A Phase-Based Electrical Plethysmography Approach to Bladder Volume Measurement.

Neuromodulation approaches to treating lower urinary tract dysfunction could be substantially improved by a sensor able to detect when the bladder is full. A number of approaches to this problem have been proposed, but none has been found entirely satisfactory. Electrical plethysmography approaches attempt to relate the electrical impedance of the bladder to its volume, but have previously focused only on the amplitudes of the measured signals.

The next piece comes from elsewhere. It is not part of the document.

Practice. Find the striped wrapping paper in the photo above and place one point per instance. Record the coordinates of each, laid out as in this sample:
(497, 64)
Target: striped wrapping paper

We investigated whether the phase relationships between sinusoidal currents applied through a pair of stimulating electrodes and measured through a pair of recording electrodes could provide information about bladder volume. Acute experiments in a rabbit model were used to investigate how phase-to-volume or amplitude-to-volume regression models could be used to predict bladder volumes in future recordings, with and without changes to the saline conductivity. Volume prediction errors were found to be 6.63 ± 1.12 mL using the phase information and 8.32 ± 3.88 mL using the amplitude information (p = 0.44 when comparing the phase and amplitude results, n = 6), where the volume of the filled bladder was about 25 mL. When a full/empty binary decision rule was applied based on the regression model, the difference between the actual threshold that would result from this rule and the desired threshold was found to be 4.24 ± 0.65 mL using the phase information and 106.92 ± 189.82 mL using the amplitude information (p = 0.03, n = 6). Our results suggest that phase information can form the basis for more effective and robust electrical plethysmography approaches to bladder volume measurement.